Evolutionary generation of neural network classifiers-An empirical comparison

  • Authors:
  • M. Castellani

  • Affiliations:
  • Theoretical Ecology Group, Department of Biology, University of Bergen, Postboks 7803, 5020 Bergen, Norway

  • Venue:
  • Neurocomputing
  • Year:
  • 2013

Quantified Score

Hi-index 0.01

Visualization

Abstract

Most methods for the evolutionary generation of multi-layer perceptron classifiers use a divide-and-conquer strategy, where the tasks of feature selection, structure design, and weight training are performed separately. The concurrent evolution of the whole classifier has been seldom attempted and its effectiveness has never been exhaustively benchmarked. This paper presents an experimental study on the merits of this latter approach. Two schemes were investigated. The first method evolves simultaneously the neural network structure and input feature vector, and trains via a standard learning procedure the candidate solutions (wrapper approach). The second method evolves simultaneously the whole classifier (embedded approach). The performance of these two algorithms was compared to that of two manual and two automatic neural network optimisation techniques on thirteen well-known pattern recognition benchmarks.
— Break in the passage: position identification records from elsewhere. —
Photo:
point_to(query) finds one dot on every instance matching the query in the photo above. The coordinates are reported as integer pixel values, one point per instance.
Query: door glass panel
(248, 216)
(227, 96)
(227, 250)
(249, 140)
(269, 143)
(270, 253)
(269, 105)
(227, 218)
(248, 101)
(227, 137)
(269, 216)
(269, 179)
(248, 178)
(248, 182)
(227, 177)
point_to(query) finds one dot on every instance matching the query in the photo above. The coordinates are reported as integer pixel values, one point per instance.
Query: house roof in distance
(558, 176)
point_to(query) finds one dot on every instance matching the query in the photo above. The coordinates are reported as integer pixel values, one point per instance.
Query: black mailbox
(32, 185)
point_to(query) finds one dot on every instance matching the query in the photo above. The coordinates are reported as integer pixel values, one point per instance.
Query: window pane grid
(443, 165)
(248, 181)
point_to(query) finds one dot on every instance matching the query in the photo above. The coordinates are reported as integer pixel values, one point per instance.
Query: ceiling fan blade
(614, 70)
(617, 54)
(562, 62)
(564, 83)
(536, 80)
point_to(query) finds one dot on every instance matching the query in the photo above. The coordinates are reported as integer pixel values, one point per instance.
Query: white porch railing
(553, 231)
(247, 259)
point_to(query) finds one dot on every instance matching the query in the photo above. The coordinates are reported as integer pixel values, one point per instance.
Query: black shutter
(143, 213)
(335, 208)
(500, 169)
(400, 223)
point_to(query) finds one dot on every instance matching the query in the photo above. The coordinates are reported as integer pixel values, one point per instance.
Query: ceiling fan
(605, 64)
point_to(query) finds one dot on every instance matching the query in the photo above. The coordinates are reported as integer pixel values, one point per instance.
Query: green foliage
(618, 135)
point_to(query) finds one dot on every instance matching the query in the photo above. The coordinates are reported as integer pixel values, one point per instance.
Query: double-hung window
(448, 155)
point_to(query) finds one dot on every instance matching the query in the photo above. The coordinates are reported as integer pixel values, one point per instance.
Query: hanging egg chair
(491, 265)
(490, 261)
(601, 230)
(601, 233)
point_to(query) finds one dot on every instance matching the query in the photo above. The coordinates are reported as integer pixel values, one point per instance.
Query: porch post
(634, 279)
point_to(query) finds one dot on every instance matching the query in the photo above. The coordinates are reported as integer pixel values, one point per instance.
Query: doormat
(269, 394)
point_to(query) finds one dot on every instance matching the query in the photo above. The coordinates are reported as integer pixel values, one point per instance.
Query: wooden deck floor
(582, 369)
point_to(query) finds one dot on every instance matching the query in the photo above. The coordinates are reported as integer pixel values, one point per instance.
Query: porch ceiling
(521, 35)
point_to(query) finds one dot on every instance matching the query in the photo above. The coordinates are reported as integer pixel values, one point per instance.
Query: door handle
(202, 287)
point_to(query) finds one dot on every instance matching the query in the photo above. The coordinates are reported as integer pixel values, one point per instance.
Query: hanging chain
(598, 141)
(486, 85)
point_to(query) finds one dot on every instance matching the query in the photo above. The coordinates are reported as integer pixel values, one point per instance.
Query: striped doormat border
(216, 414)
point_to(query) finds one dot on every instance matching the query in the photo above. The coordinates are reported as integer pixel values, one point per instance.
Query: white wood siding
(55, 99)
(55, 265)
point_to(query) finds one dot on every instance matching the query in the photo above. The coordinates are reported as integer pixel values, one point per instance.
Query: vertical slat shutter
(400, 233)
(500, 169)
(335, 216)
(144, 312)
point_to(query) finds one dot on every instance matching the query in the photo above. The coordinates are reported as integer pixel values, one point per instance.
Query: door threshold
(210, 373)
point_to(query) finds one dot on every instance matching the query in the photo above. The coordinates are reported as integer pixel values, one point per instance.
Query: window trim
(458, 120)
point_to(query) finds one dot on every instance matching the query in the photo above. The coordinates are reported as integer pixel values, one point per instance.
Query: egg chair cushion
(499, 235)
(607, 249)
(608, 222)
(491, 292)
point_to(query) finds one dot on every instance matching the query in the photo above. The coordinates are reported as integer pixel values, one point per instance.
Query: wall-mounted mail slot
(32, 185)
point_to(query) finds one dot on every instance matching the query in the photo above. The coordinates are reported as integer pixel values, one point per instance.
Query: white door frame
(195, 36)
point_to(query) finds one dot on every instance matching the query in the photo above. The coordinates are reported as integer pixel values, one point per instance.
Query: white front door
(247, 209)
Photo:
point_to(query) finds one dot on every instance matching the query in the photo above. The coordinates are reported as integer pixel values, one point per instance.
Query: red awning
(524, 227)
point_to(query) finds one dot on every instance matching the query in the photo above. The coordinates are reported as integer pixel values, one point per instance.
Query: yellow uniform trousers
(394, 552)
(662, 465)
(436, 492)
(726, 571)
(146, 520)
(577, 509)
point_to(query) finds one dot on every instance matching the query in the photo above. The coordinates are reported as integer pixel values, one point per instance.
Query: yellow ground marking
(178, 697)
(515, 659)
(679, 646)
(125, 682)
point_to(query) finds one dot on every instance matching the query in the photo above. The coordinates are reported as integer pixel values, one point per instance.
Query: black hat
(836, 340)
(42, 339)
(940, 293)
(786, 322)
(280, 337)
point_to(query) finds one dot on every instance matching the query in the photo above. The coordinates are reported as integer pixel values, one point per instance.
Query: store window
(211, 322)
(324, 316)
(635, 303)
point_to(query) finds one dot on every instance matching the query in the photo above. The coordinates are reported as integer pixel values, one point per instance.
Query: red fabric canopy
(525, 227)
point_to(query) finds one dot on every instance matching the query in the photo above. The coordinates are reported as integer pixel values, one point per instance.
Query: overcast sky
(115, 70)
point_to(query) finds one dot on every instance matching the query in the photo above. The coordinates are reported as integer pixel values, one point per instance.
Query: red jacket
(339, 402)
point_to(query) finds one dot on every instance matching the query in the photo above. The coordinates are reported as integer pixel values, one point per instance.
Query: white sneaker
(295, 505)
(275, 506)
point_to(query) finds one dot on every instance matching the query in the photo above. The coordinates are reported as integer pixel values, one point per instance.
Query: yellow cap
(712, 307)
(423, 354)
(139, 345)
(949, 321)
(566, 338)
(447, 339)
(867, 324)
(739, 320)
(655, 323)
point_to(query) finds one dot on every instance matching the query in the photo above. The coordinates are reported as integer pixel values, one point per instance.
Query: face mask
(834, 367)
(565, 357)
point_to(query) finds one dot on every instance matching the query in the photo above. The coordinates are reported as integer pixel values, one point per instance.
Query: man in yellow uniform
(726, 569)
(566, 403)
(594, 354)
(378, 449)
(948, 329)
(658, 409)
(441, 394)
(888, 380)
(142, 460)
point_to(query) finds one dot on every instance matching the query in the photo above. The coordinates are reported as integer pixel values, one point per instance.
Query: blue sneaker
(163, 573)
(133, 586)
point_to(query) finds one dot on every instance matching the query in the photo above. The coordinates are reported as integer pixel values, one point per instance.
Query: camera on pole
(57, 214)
The experimental results revealed the specific strengths and weaknesses of the six algorithms. Overall, the evolutionary embedded method obtained good results in terms of classification accuracy and compactness of the solutions. The tests indicated that the outcome of the feature selection task has a major impact on the accuracy and compactness of the solutions. Evolutionary algorithms perform best on feature spaces of small and medium size, and were the most effective at rejecting redundant features. Classical filter-based algorithms based on feature correlation are preferable on undersampled data sets. Correlation- and saliency-based selection was the most effective method in the presence of a large number of irrelevant features. The applicability and performance of the wrapper algorithm was severely limited by the computational costs of the approach.